Research Networks and Coordination Center
The National Institute of Mental Health (NIMH) is currently supporting three research projects as part of the Accelerating Medicines Partnership (AMP®) SCZ program:
Barnaby Nelson, Ph.D., head of ultra-high risk for psychosis research at the Center for Youth Mental Health at the University of Melbourne and at Orygen, Melbourne, Australia, and Patrick McGorry, M.D., Ph.D., head of the Center for Youth Mental Health at the University of Melbourne and executive director of Orygen, are leading a multisite project focused on developing models that can predict a wide range of clinical outcomes in clinical high risk (CHR) individuals. As part of this project, Nelson and colleagues will collect a diverse set of biomarkers along with clinical data to develop CHR trajectory-prediction tools that can be used to facilitate the selection of CHR individuals to enroll in clinical trials and monitor disease progression and outcomes.
ProNET: Psychosis-Risk Outcomes Network
Scott Woods. M.D., Professor of Psychiatry at Yale University, and co-principal investigators Carrie Bearden, Ph.D., Professor of Psychiatry and Biobehavioral Sciences and Psychology at the University of California, Los Angeles, and John Kane, M.D., Professor and Chair of Psychiatry at the Donald and Barbara Zucker School of Medicine at Hofstra/Northwell, are leading a multisite project, including 26 international sites, mapping a wide range of biomarkers (including brain structure and function, psychopathology and cognition, genetics, behavior, and natural language and speech) onto a set of CHR trajectories and outcomes.
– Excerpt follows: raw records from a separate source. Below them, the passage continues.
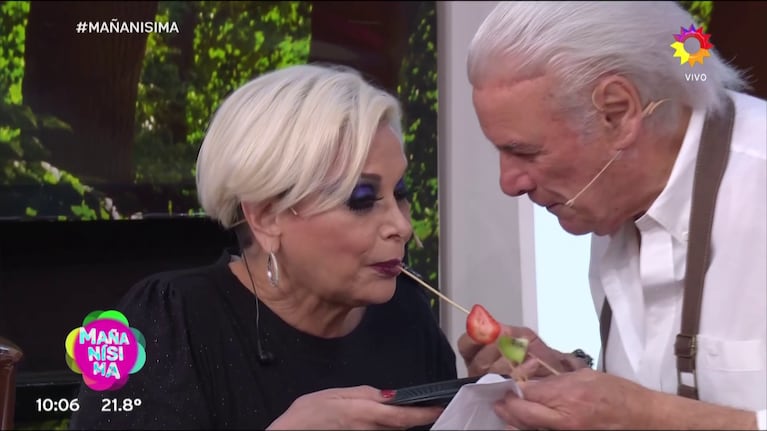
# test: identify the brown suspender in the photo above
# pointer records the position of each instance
(709, 169)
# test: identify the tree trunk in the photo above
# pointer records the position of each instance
(369, 36)
(87, 80)
(738, 33)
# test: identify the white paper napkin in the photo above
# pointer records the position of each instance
(472, 406)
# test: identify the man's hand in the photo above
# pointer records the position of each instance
(482, 359)
(588, 399)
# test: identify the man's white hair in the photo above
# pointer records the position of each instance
(290, 134)
(578, 42)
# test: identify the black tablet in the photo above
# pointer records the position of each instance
(430, 394)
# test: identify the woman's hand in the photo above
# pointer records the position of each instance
(359, 407)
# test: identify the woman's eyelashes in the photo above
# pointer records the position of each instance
(365, 196)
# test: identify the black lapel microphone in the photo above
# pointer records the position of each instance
(265, 357)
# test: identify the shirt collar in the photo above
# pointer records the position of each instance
(671, 209)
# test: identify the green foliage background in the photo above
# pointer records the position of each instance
(233, 42)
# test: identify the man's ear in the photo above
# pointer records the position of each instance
(263, 225)
(617, 100)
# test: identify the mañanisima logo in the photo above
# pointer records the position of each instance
(105, 350)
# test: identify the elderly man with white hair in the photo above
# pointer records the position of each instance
(596, 120)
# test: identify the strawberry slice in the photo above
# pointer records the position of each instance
(481, 326)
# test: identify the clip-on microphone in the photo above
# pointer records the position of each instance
(265, 357)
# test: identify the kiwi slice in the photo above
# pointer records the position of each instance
(513, 349)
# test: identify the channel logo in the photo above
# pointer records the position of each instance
(682, 53)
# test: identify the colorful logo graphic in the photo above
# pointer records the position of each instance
(681, 52)
(105, 350)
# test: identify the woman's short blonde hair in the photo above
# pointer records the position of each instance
(289, 134)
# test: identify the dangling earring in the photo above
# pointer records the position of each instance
(272, 270)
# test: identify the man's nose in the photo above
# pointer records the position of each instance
(515, 181)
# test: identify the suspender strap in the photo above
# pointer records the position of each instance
(709, 169)
(605, 317)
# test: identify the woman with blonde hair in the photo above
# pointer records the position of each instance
(308, 325)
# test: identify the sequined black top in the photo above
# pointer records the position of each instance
(202, 368)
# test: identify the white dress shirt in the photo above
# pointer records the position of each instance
(644, 285)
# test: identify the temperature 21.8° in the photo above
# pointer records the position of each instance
(120, 404)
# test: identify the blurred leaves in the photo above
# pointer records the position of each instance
(418, 95)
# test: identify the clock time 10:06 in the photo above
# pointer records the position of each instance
(60, 405)
(107, 404)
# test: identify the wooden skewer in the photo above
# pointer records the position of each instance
(460, 307)
(435, 291)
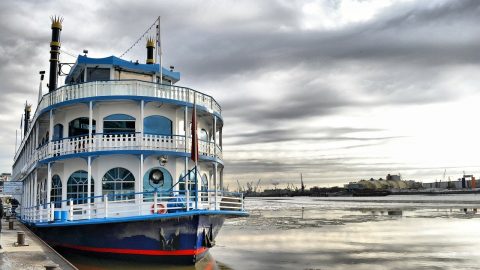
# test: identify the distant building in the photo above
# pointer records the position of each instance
(467, 181)
(5, 177)
(391, 182)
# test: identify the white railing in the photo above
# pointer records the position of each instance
(132, 204)
(112, 142)
(122, 88)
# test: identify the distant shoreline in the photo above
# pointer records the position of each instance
(367, 193)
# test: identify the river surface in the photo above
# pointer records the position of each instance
(393, 232)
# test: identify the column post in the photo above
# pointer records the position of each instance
(90, 125)
(35, 188)
(186, 177)
(89, 182)
(49, 181)
(139, 184)
(215, 162)
(50, 133)
(141, 127)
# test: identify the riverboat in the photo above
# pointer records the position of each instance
(121, 162)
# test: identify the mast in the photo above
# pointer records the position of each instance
(159, 50)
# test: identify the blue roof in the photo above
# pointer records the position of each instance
(115, 61)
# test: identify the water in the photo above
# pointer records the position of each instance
(394, 232)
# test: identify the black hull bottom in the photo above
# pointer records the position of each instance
(178, 240)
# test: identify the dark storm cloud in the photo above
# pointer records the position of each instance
(299, 135)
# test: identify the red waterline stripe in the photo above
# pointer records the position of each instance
(184, 252)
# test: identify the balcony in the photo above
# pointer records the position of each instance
(120, 142)
(122, 88)
(132, 88)
(141, 205)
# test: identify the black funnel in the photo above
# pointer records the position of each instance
(55, 53)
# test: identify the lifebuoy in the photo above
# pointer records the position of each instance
(161, 208)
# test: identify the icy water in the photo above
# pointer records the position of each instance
(393, 232)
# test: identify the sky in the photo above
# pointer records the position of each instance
(336, 90)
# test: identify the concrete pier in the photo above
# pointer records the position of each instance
(34, 255)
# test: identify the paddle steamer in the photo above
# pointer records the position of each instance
(122, 162)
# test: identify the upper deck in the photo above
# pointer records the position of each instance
(113, 79)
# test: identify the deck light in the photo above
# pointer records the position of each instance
(156, 177)
(163, 160)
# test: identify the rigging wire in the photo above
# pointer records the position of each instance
(68, 53)
(140, 38)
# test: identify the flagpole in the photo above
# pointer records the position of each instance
(159, 50)
(196, 149)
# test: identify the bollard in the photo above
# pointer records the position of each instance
(21, 238)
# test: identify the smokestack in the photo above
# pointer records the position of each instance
(150, 47)
(26, 120)
(54, 52)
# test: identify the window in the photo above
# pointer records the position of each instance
(158, 125)
(58, 132)
(118, 181)
(203, 135)
(191, 181)
(149, 183)
(118, 123)
(204, 188)
(56, 192)
(98, 74)
(77, 187)
(79, 126)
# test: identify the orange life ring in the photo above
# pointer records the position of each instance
(161, 208)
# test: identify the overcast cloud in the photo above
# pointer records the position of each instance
(336, 90)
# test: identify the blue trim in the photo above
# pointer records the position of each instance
(121, 97)
(125, 152)
(119, 117)
(118, 62)
(139, 218)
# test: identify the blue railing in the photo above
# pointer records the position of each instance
(133, 204)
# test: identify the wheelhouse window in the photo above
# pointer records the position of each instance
(56, 192)
(118, 181)
(77, 187)
(157, 125)
(98, 74)
(79, 126)
(118, 123)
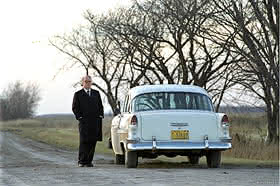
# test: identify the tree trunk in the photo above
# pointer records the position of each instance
(272, 130)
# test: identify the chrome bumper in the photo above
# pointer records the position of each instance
(156, 145)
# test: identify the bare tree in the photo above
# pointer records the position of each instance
(92, 49)
(19, 101)
(257, 40)
(174, 38)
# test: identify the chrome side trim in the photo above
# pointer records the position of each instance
(179, 146)
(154, 143)
(206, 142)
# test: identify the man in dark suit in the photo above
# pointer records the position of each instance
(88, 109)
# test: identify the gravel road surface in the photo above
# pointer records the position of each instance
(26, 162)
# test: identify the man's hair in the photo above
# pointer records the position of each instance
(84, 77)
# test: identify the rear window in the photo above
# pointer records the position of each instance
(171, 100)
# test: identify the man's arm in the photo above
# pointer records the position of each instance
(101, 109)
(76, 107)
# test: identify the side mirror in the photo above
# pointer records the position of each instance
(117, 112)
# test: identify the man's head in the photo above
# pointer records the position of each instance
(86, 82)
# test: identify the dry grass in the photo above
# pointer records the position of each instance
(248, 132)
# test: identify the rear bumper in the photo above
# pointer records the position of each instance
(154, 145)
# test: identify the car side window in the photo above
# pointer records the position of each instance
(125, 104)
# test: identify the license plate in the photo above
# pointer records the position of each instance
(179, 134)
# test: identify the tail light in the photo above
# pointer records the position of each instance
(225, 126)
(225, 119)
(133, 121)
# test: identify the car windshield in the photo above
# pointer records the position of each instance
(171, 100)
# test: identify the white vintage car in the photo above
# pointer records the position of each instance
(169, 120)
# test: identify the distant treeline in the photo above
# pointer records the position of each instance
(242, 109)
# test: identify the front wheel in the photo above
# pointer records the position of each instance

Woods and colleagues will then test whether data-driven variation in these biomarkers can be used to identify different trajectories of risk and resilience.
Martha E. Shenton, Ph.D., Professor of Psychiatry and Radiology at Harvard Medical School and Founding Director of the Psychiatry Neuroimaging Laboratory at Brigham and Women’s Hospital, and Rene Kahn, M.D., Ph.D, Chair of the Department of Psychiatry and Behavioral Health at Icahn School of Medicine at Mount Sinai, are leading a project creating a data processing, analysis, and coordination center that will integrate and analyze CHR biomarker and clinical data generated by the two multisite research networks as well as key existing CHR-related datasets. Using these data, the researchers plan to develop algorithms that can identify biomarkers that predict CHR outcomes — biomarkers that can then be used to identify clinically useful subtypes of CHR.
Data generated by the research networks will be archived and made publicly available (according to institutional approvals) in the AMP SCZ Program Data Repository within the NIMH Data Archive.